William Todd Tribell (born February 10, 1968) is an American businessman. He is best known for his involvement with Davidoff cigars in Eastern Europe. He is also the co-founder of the Digital Capital Corporation.

==Early career==
Tribell's first business was a car polishing service, which he started at age 17.

==Russian enterprises==
Tribell moved to Moscow in 1991, working with Winthrop P. Rockefeller in the technology sector. As an advisor in Russia, he helped foreign interests navigate the business culture and trends of post-Soviet Russia. Dean Takahashi of Venture Beat magazine wrote that Tribell has, "spent a couple of decades as an advisor trying to commercialize Russian-made technologies for the rest of the world." Tribell also partnered with Davidoff in order to develop the cigar market in Russia, becoming the importer of the cigars in the Commonwealth of Independent States and Baltic countries. His projects with Davidoff have included the conceptualization and design of the Davidoff Malaya Bronnaya boutique in Moscow.

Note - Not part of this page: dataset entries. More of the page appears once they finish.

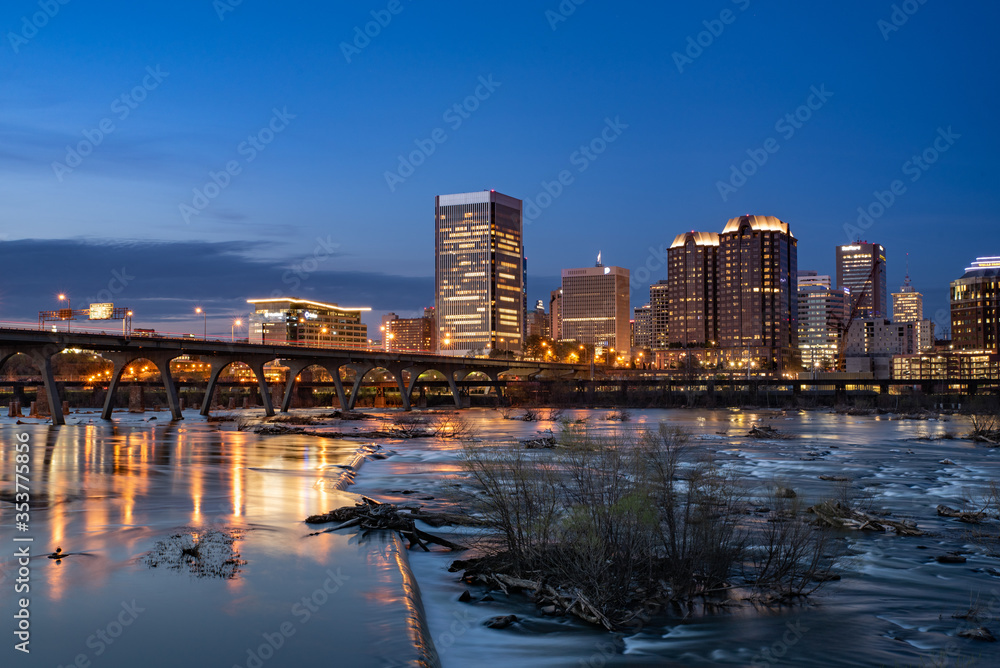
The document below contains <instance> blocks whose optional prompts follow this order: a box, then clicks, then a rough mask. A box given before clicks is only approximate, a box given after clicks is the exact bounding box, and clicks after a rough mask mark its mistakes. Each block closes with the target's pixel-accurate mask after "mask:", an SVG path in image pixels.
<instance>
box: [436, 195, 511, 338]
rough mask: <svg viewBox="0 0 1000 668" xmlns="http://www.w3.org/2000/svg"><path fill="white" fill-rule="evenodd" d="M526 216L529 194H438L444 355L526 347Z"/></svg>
mask: <svg viewBox="0 0 1000 668" xmlns="http://www.w3.org/2000/svg"><path fill="white" fill-rule="evenodd" d="M521 221H522V202H521V200H519V199H514V198H513V197H508V196H507V195H503V194H501V193H498V192H496V191H493V190H486V191H482V192H473V193H463V194H457V195H439V196H438V197H436V198H435V207H434V239H435V241H434V248H435V256H436V260H435V271H434V275H435V306H436V309H435V312H436V317H437V349H438V352H439V353H440V354H442V355H465V354H467V353H469V352H479V353H482V354H488V353H489V352H491V351H493V350H511V351H520V350H521V346H522V345H523V341H524V329H523V328H524V324H525V313H524V311H525V293H524V267H525V260H524V246H523V243H522V236H521V235H522V222H521Z"/></svg>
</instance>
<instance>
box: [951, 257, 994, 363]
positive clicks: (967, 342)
mask: <svg viewBox="0 0 1000 668" xmlns="http://www.w3.org/2000/svg"><path fill="white" fill-rule="evenodd" d="M951 342H952V345H953V346H954V347H955V349H963V350H983V351H989V352H992V353H997V352H1000V350H998V349H997V346H998V342H1000V257H981V258H977V259H976V261H975V262H973V263H972V266H971V267H968V268H966V270H965V275H963V276H962V278H960V279H958V280H956V281H952V282H951Z"/></svg>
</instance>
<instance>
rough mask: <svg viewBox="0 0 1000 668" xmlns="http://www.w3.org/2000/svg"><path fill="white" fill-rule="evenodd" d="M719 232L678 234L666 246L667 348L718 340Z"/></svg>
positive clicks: (716, 340) (703, 346)
mask: <svg viewBox="0 0 1000 668" xmlns="http://www.w3.org/2000/svg"><path fill="white" fill-rule="evenodd" d="M718 263H719V235H718V234H716V233H714V232H688V233H686V234H680V235H678V236H677V238H676V239H674V242H673V243H672V244H671V245H670V248H668V249H667V292H668V295H669V296H668V304H669V307H668V312H669V315H668V322H669V324H668V330H669V333H668V335H667V345H668V347H670V348H708V347H714V346H715V345H716V342H717V341H718V339H719V317H718V304H719V300H718Z"/></svg>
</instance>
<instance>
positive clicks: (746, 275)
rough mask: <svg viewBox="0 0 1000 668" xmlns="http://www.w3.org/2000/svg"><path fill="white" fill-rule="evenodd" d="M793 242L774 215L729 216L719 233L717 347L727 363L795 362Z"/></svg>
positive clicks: (787, 365)
mask: <svg viewBox="0 0 1000 668" xmlns="http://www.w3.org/2000/svg"><path fill="white" fill-rule="evenodd" d="M797 245H798V241H797V240H796V239H795V237H794V236H792V233H791V231H790V230H789V227H788V223H784V222H782V221H780V220H778V219H777V218H775V217H774V216H740V217H739V218H733V219H731V220H730V221H729V222H728V223H727V224H726V227H725V229H724V230H723V231H722V234H720V235H719V270H718V271H719V274H718V294H719V300H718V318H719V347H720V348H722V349H723V353H724V355H725V357H726V358H727V359H728V360H729V361H730V362H731V363H735V362H738V361H739V360H740V359H744V360H746V361H745V363H748V364H750V365H751V366H756V367H757V368H761V369H764V370H767V369H771V370H776V371H779V372H782V371H786V370H793V369H796V368H798V365H799V362H800V360H799V355H798V347H799V325H798V318H799V314H798V291H797V289H796V277H797V275H798V249H797Z"/></svg>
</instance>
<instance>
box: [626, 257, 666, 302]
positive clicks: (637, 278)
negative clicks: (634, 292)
mask: <svg viewBox="0 0 1000 668" xmlns="http://www.w3.org/2000/svg"><path fill="white" fill-rule="evenodd" d="M666 265H667V250H666V247H664V246H650V247H649V255H647V256H646V261H645V262H644V263H643V264H641V265H639V266H638V267H636V268H635V269H633V270H632V271H630V272H629V287H630V289H631V290H632V292H635V291H636V290H640V289H641V290H648V289H649V284H650V278H651V277H652V276H653V274H654V273H655V272H657V271H659V270H660V269H662V268H663V267H665V266H666Z"/></svg>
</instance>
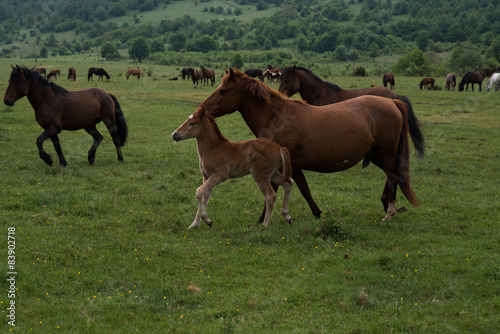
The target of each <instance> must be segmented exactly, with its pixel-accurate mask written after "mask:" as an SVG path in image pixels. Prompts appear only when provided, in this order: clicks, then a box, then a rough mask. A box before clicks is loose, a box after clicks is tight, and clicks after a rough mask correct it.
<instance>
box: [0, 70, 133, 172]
mask: <svg viewBox="0 0 500 334" xmlns="http://www.w3.org/2000/svg"><path fill="white" fill-rule="evenodd" d="M24 96H27V97H28V100H29V101H30V103H31V106H32V107H33V109H35V117H36V120H37V122H38V124H40V126H41V127H42V128H43V129H45V131H44V132H42V134H41V135H40V136H39V137H38V138H37V140H36V144H37V146H38V151H39V154H40V158H41V159H42V160H43V161H45V163H46V164H47V165H50V166H52V157H51V156H50V155H49V154H47V152H45V150H44V149H43V142H44V141H45V140H47V139H49V138H50V139H51V140H52V143H53V144H54V148H55V150H56V152H57V155H58V157H59V163H60V165H61V166H66V165H67V163H66V159H65V158H64V155H63V153H62V150H61V145H60V144H59V138H58V136H57V135H58V133H60V132H61V130H70V131H74V130H79V129H85V131H87V133H88V134H90V135H91V136H92V138H94V144H93V145H92V147H91V148H90V150H89V152H88V161H89V163H90V164H91V165H92V164H94V161H95V152H96V150H97V147H98V146H99V144H100V143H101V141H102V139H103V136H102V135H101V134H100V133H99V131H97V129H96V124H97V123H99V122H100V121H101V120H102V121H103V122H104V124H106V127H107V128H108V131H109V133H110V134H111V137H112V138H113V143H114V144H115V146H116V151H117V153H118V160H120V161H123V156H122V152H121V147H122V146H123V145H125V142H126V139H127V134H128V129H127V123H126V122H125V118H124V116H123V112H122V110H121V108H120V104H119V103H118V100H117V99H116V97H114V96H113V95H111V94H108V93H106V92H105V91H103V90H102V89H100V88H90V89H87V90H82V91H77V92H69V91H67V90H66V89H64V88H63V87H61V86H58V85H56V84H55V83H53V82H50V81H48V80H47V79H45V78H44V77H42V76H41V75H40V74H39V73H38V72H35V71H33V70H30V69H28V68H26V67H22V68H21V67H19V66H17V67H12V73H11V75H10V79H9V86H8V87H7V90H6V91H5V96H4V98H3V101H4V103H5V104H6V105H8V106H13V105H14V103H15V102H16V101H17V100H19V99H20V98H22V97H24Z"/></svg>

==Digital Capital Corporation==
In 2011, Tribell and Stewart Kosoy co-founded Digital Capital Corporation in Switzerland. Digital Capital Corporation invests private equity with a focus on funding video games, software, and digital downloads. Tribell has stated that the company prefers to deal with idea-stage ventures, and avoids brick and mortar projects that require inventory. Development divisions of the company include Digital Power Entertainment and Dream Weddings. Tribell is also a member of the board of directors. In May 2012, Tribell appeared on a finance panel of industry experts who advised game developers at the Nordic Game Conference in Malmö, Sweden.

==Personal life==
In 2008, Tribell wrote and self-published a short digital memoir, Tausadi: My Adventures in the Kalahari, recounting an African lion hunting expedition he took with his father. Tribell has donated to Estonia's Tallinn Children's Hospital Foundation, specifically supporting children with cancer. Tribell's grandfather, George W. Tribell, died in 1982. He was a recipient of the US Military's Bronze Star.